Why is this important? Imagine our healthcare system as a manufacturing process. We have inputs (patients) that form the raw material moving into the system. We have a system that interacts with those patients and processes them to a finished (healthy) product as an outcome. In manufacturing, variability increases the potential for process breakdown. Healthcare is no different and there is already focus on reducing process or clinical treatment variability.
For many chronic conditions there may be variations in medication types or levels. But the rest of the recommended treatment path is similar for most patients. The real variability is within the patients. Given the growing diversity of the United States, let’s examine a sample population of potential patients to highlight the amount of variability that could impact health literacy, so critical for improved outcomes and lower cost.
Let’s examine New York City, a geographic area with a highly diverse population.

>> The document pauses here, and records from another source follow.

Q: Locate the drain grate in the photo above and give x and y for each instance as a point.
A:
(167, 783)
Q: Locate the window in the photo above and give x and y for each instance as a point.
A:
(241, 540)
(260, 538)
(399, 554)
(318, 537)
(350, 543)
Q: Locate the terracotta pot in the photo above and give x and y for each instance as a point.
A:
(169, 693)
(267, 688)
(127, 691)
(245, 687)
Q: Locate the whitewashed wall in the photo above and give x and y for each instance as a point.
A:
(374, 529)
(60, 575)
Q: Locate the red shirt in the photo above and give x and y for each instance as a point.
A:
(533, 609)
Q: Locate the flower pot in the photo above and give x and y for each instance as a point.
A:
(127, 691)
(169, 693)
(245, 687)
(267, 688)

The population breakdown would look something like the following:
Even though these numbers look simple enough, they hide the fact that there is incredible variety in every single one of these categories. For example, Hispanic or Latino populations consist of people who are from Puerto Rico, Mexico, Ecuador, Columbia, El Salvador, the Dominican Republic, Cuba, and more. How many variations exist within their common use of the Spanish language?
The Asian populations include a very large group from China, but also people from Japan, Korea, Vietnam and elsewhere. There are also South Asians with people from Pakistan or Bangladesh. Every one of these groups have their own language and culture.

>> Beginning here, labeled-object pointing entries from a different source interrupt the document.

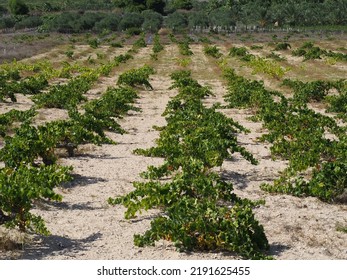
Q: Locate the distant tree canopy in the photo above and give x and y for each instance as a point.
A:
(150, 15)
(141, 5)
(18, 7)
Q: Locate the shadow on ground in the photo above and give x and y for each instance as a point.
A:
(54, 245)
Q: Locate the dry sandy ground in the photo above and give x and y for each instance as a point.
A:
(84, 226)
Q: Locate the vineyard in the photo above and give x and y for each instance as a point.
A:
(175, 150)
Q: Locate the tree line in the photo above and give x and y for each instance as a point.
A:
(150, 15)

Patient diversity is the real focus
The healthcare system must manage all of these differences in language, culture, and even education when it comes to treating chronic illness. The variability and complexity of a diverse population impact communications and treatment at every interaction. How much could we improve health outcomes and lower costs for the chronically ill if we made every attempt to accommodate their differences and support them with communications at every touch point in their preferred language and in a way that is culturally sensitive?

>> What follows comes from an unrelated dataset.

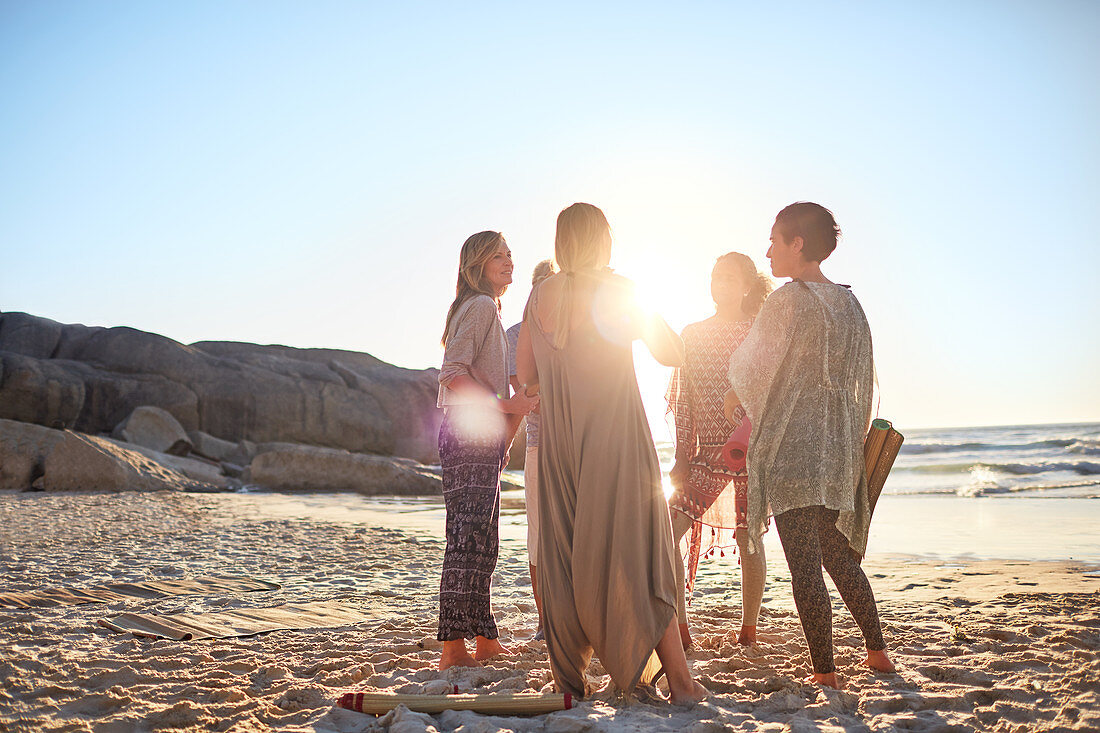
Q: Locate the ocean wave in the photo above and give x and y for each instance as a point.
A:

Again, this is really the core of what I will examine throughout the topics I’ll cover in this blog.
- How can we provide two way communication to a diverse population of chronically ill patients in clinical and non-clinical environments in ways that improve health literacy?
- How can we balance the cost of implementing new communication technology and platforms against a strategy that maximizes the effectiveness of all the CURRENT touchpoints that we already have in place?
We must answer both questions because healthcare payers and providers do not have unlimited funds to build or implement a new population-health application or platform for every single touchpoint or communication that exists. If we are successful, we will find a way to create personalized, cost effective communication touchpoints that resonate with the targeted populations in ways that improve health literacy, lower cost and generate better outcomes in chronically ill populations.